Checkpoint­s, metal detectors added in Old City

- By Ruth Eglash

TERRORISM RESPONSE

JERUSALEM — Israel began implementi­ng new security measures, including checkpoint­s and metal detectors, in Jerusalem’s Old City on Sunday, two days after three gunmen killed two police officers at the entrance to one of Islam’s holiest sites.

The three perpetrato­rs, Palestinia­n Muslims with Israeli citizenshi­p, were caught on Israeli police cameras exiting the sacred Al-Aqsa mosque compound, a site that is also revered by Jews, and shooting the two officers before darting back inside the esplanade. The assailants, all from the ArabIsrael­i town of Umm al-Fahm, were shot dead at the site by security forces.

Immediatel­y after the incident on Friday morning, Israelis closed the mosque and prevented worshipper­s from entering the compound and Old City for the first time since 1969.

The move was condemned by many in the Muslim world, who view the ramped-up security as an attempt by Israel to change the status quo at the site, which is often a flash point of violence between the sides.

Israeli police said the measures were necessary to secure the site — known to Israelis as the Temple Mount — and ensure that no other weapons remained.

Several members of the Wakf, the Islamic trust that administer­s the site, were detained by police on suspicion that they had aided the three attackers or incited violence against Israel, local media reported.

In an interview on Israel Army Radio on Sunday, Maj.

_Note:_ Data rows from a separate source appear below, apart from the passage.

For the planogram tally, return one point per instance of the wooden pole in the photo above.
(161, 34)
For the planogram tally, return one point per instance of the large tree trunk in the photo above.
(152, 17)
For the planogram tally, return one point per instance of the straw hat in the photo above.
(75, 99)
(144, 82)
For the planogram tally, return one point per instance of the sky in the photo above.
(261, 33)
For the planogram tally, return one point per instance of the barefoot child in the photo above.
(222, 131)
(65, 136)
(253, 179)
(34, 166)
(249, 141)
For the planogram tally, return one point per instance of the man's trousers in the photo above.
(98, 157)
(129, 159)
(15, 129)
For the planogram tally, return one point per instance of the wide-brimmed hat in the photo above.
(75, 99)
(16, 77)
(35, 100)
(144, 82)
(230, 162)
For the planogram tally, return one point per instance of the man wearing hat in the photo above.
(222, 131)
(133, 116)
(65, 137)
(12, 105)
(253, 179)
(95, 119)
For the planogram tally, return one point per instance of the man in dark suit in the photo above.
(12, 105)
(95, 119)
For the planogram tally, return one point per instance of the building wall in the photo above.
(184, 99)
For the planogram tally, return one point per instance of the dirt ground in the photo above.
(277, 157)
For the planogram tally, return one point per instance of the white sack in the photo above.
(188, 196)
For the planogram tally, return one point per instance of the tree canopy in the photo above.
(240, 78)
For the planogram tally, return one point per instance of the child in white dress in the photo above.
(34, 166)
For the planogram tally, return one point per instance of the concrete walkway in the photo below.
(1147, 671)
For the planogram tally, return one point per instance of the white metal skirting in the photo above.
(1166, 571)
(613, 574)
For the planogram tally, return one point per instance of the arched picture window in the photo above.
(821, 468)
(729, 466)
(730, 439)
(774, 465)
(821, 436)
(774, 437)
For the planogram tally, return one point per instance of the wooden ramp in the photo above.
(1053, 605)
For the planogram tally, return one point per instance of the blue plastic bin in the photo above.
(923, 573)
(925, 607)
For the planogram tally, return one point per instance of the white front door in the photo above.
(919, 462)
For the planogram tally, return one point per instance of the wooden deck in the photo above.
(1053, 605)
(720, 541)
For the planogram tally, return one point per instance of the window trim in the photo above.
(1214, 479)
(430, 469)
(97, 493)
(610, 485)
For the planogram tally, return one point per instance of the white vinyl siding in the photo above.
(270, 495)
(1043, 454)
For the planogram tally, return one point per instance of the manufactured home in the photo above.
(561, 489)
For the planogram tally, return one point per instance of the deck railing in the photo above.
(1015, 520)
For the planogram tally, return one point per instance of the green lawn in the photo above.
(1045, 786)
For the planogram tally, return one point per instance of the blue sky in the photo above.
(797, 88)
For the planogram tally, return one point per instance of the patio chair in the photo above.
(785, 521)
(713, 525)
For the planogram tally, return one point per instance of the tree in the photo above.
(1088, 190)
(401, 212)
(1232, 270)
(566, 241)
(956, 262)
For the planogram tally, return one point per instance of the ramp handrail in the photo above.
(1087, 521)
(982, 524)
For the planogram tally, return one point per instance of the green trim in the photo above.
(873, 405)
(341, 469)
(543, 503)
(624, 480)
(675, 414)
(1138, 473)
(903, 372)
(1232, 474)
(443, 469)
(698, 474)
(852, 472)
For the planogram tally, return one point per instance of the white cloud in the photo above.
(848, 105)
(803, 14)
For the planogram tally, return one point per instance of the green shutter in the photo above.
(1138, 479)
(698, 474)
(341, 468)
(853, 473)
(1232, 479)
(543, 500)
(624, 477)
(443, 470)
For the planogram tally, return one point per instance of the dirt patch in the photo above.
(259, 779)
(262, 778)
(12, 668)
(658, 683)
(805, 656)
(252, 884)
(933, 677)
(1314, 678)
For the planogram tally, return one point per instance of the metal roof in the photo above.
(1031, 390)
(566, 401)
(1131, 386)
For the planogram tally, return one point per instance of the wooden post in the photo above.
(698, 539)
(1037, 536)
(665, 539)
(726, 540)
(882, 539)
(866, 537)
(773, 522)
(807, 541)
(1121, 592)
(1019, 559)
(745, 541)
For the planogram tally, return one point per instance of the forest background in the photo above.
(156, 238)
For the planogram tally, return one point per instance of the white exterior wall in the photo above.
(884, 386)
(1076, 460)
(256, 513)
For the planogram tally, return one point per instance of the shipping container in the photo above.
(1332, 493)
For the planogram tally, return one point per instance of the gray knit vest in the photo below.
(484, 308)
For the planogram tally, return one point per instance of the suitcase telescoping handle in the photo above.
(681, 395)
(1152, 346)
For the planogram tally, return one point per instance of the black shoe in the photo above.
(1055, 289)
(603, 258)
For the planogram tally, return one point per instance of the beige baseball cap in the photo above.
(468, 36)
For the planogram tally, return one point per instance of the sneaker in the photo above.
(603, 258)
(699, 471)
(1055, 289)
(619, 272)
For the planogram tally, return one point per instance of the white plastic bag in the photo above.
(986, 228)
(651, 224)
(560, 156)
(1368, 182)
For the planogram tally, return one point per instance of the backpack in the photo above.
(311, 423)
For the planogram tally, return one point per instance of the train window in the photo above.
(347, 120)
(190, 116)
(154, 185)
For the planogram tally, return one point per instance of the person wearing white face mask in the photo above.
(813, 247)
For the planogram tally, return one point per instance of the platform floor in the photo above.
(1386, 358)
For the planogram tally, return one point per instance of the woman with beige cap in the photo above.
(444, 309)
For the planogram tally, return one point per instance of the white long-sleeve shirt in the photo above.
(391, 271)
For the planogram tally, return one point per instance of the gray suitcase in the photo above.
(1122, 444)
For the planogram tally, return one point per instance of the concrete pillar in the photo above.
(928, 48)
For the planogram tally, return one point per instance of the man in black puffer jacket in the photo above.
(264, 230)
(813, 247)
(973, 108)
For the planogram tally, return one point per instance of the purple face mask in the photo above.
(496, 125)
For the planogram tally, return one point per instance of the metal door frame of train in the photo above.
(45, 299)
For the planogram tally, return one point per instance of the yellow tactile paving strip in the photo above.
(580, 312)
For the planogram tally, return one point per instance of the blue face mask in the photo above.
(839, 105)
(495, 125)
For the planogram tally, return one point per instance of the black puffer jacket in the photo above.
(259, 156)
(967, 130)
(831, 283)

Gen. Yoram Halevy, the Jerusalem District police commander, said dozens of knives, slingshots, batons, spikes and unexploded ordnance were found during the police sweep.

In the aftermath of the attack, Israeli Prime Minister Benjamin Netanyahu and Palestinia­n Authority President Mahmoud Abbas held a rare phone call, with Netanyahu imploring that there would be no change to the current arrangemen­ts at the complex, and Abbas, in a rare move, condemning the violence and calling on Netanyahu to reopen the site.

After holding a security briefing Saturday night, Netanyahu agreed to do so, ordering the mosque to reopen on Sunday. However, by early afternoon, only Muslim residents of the city were being allowed to enter, and all worshipper­s had to pass through newly installed metal detectors.